Was ich schreibe sind meine Schnappschüsse zum Zeitpunkt des Schreibens, was ich davon veröffentliche ist für Momentaufnahmen des Lesers zum Zeitpunkt des Lesens. Für mein Empfinden ist ein Text erst dann gut, wenn der Leser etwas damit anfangen kann, sich damit identifizieren kann, in ihm Bilder auftauchen, Assoziationen, vielleicht sogar zum eigenen Sein - der Text also gut ankommt. Insofern schreibe ich tatsächlich um gut anzukommen.

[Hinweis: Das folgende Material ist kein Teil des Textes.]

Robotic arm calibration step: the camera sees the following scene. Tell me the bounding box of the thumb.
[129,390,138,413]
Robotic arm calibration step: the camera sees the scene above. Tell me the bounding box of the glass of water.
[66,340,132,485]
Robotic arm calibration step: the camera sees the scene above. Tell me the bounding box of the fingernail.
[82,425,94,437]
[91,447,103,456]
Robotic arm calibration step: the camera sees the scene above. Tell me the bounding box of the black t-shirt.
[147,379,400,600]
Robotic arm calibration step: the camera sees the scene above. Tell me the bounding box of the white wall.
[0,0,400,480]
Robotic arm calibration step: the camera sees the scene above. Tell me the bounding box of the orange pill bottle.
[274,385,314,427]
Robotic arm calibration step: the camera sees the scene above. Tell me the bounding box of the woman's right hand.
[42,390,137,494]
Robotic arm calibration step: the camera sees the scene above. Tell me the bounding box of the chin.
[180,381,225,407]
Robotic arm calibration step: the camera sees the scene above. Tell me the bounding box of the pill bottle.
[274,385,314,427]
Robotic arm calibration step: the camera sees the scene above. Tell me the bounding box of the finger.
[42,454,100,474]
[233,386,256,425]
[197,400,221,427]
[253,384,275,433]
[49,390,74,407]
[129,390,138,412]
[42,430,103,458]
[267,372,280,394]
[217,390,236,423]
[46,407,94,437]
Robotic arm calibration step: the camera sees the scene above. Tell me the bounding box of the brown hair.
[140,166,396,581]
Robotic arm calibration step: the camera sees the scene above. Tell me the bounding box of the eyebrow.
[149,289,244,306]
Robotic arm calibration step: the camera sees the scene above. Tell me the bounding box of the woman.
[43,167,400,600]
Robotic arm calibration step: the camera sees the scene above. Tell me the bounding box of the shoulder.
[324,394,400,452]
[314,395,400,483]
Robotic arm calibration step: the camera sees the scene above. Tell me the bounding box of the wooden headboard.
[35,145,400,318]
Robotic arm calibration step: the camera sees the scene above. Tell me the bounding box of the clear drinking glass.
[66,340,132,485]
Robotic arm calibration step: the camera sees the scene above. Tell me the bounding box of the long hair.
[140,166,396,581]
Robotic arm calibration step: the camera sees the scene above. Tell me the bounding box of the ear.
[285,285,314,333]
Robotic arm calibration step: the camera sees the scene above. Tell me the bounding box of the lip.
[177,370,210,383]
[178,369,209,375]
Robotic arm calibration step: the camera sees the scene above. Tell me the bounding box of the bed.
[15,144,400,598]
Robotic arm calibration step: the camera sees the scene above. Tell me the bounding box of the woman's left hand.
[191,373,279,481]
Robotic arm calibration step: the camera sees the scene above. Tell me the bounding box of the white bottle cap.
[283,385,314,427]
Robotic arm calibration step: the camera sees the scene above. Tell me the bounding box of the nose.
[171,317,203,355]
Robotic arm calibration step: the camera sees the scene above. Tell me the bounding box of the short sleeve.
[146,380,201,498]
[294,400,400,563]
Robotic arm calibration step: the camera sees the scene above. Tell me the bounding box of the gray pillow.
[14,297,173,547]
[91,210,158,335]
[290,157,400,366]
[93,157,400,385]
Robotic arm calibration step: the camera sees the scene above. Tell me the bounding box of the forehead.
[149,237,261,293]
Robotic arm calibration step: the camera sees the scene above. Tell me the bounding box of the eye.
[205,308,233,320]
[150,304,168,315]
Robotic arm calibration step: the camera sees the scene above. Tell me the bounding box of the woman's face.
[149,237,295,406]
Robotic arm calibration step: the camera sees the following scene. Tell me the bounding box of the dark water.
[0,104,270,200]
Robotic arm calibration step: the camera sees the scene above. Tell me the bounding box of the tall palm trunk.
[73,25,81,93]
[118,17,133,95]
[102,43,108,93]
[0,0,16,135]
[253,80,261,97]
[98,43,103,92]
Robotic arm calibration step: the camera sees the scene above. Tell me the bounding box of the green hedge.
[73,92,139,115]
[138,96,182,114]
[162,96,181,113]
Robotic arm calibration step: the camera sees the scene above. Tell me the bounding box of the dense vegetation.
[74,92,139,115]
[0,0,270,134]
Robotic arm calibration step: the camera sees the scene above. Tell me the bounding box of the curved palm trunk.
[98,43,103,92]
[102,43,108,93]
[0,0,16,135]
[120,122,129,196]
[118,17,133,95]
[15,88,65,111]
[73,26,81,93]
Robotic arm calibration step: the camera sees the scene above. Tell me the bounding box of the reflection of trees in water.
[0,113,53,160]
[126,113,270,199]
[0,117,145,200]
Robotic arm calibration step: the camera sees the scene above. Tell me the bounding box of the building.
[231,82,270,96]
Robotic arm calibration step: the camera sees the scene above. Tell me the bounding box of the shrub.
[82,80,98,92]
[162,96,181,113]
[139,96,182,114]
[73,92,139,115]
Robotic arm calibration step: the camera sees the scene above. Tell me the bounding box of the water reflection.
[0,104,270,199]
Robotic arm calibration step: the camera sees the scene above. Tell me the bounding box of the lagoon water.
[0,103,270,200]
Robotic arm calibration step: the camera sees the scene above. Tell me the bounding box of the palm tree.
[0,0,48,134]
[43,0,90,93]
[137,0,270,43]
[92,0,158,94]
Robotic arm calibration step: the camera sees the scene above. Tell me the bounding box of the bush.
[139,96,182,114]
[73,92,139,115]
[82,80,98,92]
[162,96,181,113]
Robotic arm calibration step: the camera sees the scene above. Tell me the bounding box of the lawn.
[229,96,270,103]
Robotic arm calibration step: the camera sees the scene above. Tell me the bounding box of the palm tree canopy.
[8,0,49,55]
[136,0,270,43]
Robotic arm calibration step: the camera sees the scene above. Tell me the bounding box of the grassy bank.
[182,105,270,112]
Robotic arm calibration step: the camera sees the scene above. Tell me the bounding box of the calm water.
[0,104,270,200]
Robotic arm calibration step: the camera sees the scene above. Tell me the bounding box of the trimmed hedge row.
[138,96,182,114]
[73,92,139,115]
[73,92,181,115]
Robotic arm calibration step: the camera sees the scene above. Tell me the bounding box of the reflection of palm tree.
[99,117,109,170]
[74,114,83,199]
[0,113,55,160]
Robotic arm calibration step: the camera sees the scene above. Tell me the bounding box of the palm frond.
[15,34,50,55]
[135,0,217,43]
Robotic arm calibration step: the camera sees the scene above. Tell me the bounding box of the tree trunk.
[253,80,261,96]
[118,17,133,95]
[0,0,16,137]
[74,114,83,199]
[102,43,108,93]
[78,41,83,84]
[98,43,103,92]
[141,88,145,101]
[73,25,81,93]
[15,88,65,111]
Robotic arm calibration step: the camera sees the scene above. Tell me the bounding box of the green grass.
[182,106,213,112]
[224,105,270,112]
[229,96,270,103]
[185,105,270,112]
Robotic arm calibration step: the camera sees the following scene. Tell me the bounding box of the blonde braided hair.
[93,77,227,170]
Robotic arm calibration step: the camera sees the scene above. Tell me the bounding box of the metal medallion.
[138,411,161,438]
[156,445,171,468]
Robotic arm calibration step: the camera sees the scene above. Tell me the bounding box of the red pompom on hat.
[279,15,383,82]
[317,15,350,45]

Natürlich stehe ich hinter den Texten, die ich veröffentliche, sonst würde ich sie ja nicht öffentlich preisgeben. Was ich für die Öffentlichkeit schreibe ist jeweils Momentaufnahme dessen, was ich im Moment des Schreibens gesehen, gehört, gedacht, erlebt, vielleicht auch empfunden hatte. Insofern identifiziere ich mich mit dem Geschriebenen - dennoch möchte ich betonen, dass es jeweils Schnapp¬schüsse im Wort sind, manche/r Leser/in in ähnlichem Empfindungsmoment findet sich darin wieder, oder auch nicht. Sie sind nur manchmal Spiegel meines Seins zum Zeitpunkt des Schreibens, manchmal aber auch Spiegel eines ganz anderen Seins, manchmal nicht einmal Spiegel dessen, sondern nur Vorgestelltes, selten aber Spiegel meines Seins im Hier und Heute, im Jetzt. Mich zu identifizieren findet also seine Grenze darin hinzuspüren, ob die gewählten Worte und deren Anordnung mit dem übereinstimmen, das ich transportieren möchte.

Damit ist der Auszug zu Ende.